Regierung: Das angebliche US-Angebot zur Freilassung von Kurnaz war nur ein Plan auf Arbeitsebene

Von Hans Monath

Berlin - Nach der ersten Stellungnahme von Außenminister Frank-Walter Steinmeier (SPD) zu Vorwürfen gegen ihn im Fall Murat Kurnaz ist am Mittwoch die Verteidigungsstrategie für den früheren Kanzleramtschef deutlich geworden. Das in Aktennotizen beschriebene US- Angebot aus dem Jahr 2002 zur Freilassung des in Guantanamo inhaftierten Bremer Türken sei lediglich von „Bediensteten auf Arbeitsebene“ überlegt worden und damit nicht tragfähig gewesen, erklärte Vizeregierungssprecher Thomas Steg: „Was ein Angebot ausmacht, ist die Fähigkeit desjenigen, der ein Angebot äußert, es auch einzulösen.“

Steinmeier hatte am Dienstag erstmals inhaltlich den Vorwurf zurückgewiesen, unter seiner maßgeblichen Mitverantwortung habe die rot-grüne Bundesregierung die Freilassung des in Bremen aufgewachsenen türkischen Staatsbürgers Kurnaz verhindert. „Ich kenne ein solches Angebot nicht“, sagte der Minister. Die Argumentation zielt nach Hinweisen aus Regierungs- und Sicherheitskreisen darauf, dass nur die Spitze des US-Verteidigungsministeriums über das Schicksal von Guantanamo-Häftlingen entschieden habe. Das Pentagon sei im Hinblick auf die Entlassung von Verdächtigen weit restriktiver gewesen als US-Geheimdienste, die eigene Interessen verfolgten.

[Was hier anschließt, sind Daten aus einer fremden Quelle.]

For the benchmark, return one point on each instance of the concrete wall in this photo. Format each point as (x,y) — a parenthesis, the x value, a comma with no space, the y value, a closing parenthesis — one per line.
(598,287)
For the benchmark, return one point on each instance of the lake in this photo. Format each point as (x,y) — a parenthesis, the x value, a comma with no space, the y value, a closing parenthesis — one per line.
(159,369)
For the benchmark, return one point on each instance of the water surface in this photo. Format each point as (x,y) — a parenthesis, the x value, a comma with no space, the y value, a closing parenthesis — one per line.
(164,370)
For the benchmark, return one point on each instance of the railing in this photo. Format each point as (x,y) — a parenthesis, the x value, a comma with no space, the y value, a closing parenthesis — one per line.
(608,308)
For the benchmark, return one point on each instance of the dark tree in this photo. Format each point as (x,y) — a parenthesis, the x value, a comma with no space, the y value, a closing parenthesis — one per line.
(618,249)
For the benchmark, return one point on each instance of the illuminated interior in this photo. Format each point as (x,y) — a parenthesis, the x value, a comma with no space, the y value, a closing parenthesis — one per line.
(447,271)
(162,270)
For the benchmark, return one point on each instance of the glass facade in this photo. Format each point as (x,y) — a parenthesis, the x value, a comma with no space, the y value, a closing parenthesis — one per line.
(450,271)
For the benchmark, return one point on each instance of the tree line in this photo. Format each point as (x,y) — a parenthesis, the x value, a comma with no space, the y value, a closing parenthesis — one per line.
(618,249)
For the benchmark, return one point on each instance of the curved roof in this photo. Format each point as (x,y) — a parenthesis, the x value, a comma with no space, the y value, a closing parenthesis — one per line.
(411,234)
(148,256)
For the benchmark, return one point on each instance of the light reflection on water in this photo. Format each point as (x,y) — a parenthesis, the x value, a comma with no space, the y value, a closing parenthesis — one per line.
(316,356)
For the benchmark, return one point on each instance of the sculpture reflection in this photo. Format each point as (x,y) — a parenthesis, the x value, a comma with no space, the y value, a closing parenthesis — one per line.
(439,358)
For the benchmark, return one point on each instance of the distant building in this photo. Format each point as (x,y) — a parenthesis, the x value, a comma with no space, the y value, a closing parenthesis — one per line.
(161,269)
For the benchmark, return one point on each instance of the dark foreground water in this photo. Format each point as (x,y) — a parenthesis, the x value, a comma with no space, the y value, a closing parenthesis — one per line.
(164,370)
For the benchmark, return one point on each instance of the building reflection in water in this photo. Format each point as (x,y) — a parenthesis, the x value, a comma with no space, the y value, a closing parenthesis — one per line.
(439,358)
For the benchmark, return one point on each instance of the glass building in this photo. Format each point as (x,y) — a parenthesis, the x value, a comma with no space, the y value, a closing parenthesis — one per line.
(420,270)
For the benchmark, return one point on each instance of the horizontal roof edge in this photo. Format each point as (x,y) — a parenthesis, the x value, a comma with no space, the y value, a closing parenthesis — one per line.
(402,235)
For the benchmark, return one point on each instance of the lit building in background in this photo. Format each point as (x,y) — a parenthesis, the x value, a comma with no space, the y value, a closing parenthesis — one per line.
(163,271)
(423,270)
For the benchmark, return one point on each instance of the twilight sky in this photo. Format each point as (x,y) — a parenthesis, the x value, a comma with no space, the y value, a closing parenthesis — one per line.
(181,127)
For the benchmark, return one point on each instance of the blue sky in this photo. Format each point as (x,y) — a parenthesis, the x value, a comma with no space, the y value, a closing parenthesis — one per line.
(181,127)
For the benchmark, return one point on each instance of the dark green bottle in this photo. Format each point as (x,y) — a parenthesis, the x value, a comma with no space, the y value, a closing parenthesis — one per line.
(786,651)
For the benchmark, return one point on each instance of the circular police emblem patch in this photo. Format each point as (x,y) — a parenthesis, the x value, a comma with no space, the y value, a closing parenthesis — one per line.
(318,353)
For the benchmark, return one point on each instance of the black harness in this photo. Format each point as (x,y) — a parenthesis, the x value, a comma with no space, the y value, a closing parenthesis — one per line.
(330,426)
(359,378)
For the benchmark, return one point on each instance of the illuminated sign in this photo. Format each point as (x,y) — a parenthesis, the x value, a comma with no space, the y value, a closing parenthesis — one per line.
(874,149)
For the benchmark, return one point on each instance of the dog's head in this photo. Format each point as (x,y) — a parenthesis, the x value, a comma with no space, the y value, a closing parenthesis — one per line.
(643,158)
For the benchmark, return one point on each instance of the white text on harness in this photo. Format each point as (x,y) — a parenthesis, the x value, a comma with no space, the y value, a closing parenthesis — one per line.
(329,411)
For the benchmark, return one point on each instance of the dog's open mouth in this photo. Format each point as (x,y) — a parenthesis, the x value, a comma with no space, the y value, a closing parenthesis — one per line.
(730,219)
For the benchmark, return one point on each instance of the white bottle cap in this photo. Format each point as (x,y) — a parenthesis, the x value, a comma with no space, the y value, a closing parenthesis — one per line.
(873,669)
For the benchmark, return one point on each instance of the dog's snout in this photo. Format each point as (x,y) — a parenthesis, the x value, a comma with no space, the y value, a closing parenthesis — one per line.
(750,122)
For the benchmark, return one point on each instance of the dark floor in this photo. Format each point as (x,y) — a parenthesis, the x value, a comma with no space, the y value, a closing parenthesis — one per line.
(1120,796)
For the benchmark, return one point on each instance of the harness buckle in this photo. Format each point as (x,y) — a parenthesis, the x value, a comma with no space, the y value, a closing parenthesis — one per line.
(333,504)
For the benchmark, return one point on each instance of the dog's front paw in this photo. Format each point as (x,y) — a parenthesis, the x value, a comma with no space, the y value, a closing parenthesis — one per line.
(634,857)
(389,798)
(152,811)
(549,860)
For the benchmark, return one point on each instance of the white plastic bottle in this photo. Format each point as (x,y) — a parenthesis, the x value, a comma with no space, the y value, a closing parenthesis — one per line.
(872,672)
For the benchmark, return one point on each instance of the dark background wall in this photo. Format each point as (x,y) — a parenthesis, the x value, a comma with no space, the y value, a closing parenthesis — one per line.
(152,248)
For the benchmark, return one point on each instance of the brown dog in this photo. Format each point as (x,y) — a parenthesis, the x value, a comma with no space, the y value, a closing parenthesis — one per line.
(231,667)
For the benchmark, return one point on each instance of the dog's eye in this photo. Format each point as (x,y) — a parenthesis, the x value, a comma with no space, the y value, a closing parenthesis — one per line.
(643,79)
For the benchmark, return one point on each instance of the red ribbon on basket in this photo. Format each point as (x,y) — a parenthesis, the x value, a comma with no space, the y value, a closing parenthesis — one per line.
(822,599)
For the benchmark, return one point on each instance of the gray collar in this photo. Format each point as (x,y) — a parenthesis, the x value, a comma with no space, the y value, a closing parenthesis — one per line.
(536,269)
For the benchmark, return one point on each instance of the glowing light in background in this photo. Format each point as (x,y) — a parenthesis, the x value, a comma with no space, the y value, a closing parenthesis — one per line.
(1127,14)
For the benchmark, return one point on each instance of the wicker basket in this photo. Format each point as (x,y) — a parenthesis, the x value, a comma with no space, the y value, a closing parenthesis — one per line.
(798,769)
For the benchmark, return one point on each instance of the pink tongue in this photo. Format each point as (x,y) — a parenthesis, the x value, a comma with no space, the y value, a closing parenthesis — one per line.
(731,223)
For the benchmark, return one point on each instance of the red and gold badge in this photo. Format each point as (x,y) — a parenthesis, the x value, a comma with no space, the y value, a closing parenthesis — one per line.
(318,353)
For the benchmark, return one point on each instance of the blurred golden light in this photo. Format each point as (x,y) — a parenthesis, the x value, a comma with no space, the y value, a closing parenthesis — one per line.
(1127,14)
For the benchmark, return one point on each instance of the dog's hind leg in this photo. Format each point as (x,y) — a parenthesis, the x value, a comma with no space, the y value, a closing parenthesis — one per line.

Nach dieser Darstellung sollen deutsche Geheimdienstmitarbeiter, deren Vermerke in vom BND-Untersuchungsausschuss angeforderten Akten zu lesen sind, gemeinsam mit US-Kollegen, aber ohne Zustimmung des Pentagon, den Plan entwickelt haben, Kurnaz nach der Freilassung in der deutschen Islamistenszene als Spitzel einzusetzen. Diesem Vorschlag hätten vorgesetzte deutsche Stellen aber nie zugestimmt.

Regierungschefin Angela Merkel verstärkte die Vertrauenserklärungen für Steinmeier, die sie schon in den vergangenen Tagen abgegeben hatte. Die Kanzlerin wolle die „gute, menschlich angenehme Form der Zusammenarbeit“ mit dem Außenminister auch über die Zeit der Ratspräsidentschaft fortsetzen, sagte Steg. Zugleich machte er deutlich, dass die aktuellen Vorwürfe gegen den früheren Kanzleramtschef die Achtung der Kanzlerin für den heutigen Außenminister nicht gemindert hätten. „Sie pflegt eine solche Form der Wertschätzung nicht abzulegen, wie andere ihr Oberhemd wechseln“, erklärte Steg.

Die Verteidigungsstrategie zielt offensichtlich nicht auf die Tatsache, dass der in Bremen aufgewachsene Kurnaz keinen deutschen Pass besaß und damit weniger Anspruch auf Unterstützung der Bundesregierung besaß. Nach Regierungsakten hatte sich die Präsidentenrunde im Kanzleramt gegen eine Rückkehr von Kurnaz nach Deutschland entschieden, Beamte hatten auch erwogen seinen Pass durch US-Stellen ungültig stempeln zu lassen. Der Vizeregierungssprecher und der Sprecher des Auswärtigen Amtes, Martin Jäger, versicherten, die Bundesregierung habe sich entgegen den Vorwürfen stets um das Schicksal von Kurnaz gekümmert. In Bezug auf die Frage, ob die Regierung sich für Kurnaz einsetze, „war die Staatsangehörigkeit nie ausschlaggebend“, erklärten beide Sprecher.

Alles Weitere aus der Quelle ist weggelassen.